Louis Cyr was also a showman. He grew his hair long to emulate Samson of the Old Testament. He performed his feats with imagination and panache, to impress his audience. And his attire enhanced his spectacular physique.
So great was Louis Cyr’s fame that his records remained unbroken. His successors measured their accomplishments against his exploits. Louis Cyr passed on his title to the immensely powerful Hector Decarie. Madame Cloutier, who was mindful of her gender, nevertheless emulated her hero by lifting 510 pounds with one finger. No man could match this feat. And, Victor Delamarre, the “Quebec Superman,” vied for supremacy.
Tales of the exploits of the great strongmen of history were entrenched in Quebec folk art.

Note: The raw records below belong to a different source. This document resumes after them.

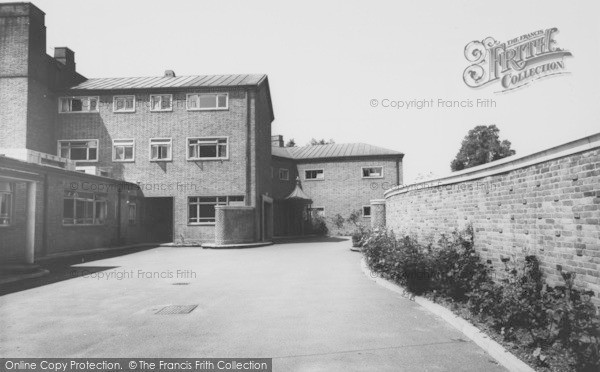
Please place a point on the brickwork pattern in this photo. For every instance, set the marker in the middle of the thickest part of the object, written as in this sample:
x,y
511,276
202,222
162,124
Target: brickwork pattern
x,y
551,210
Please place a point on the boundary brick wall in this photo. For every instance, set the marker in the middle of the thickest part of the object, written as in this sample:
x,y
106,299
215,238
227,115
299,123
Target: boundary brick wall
x,y
546,204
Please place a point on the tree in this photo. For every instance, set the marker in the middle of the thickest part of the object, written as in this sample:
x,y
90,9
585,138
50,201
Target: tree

Heroes like Montferrand, Grenon, Grenache and Cyr became mythical figures, who fuelled the fires of Québécois nationalism. But in the case of Louis Cyr, there was tangible evidence. His legendary feats of strength were witnessed.
A decade after the death of Louis Cyr, physical strength no longer had the mystical and spiritual meaning it once had. There was little need for strongmen to keep the peace in bars and taverns, their traditional employment. But strongmen were still needed to build railways and buildings, and load and unload cargo from ships in many ports – work that provided a good living.
Many generations of strength athletes followed in the footsteps of the strongmen and women of the late 19th century, but none were their equal. Louis Cyr stood head and shoulders above his contemporaries and rightly claimed the title, “the strongest man in the world.”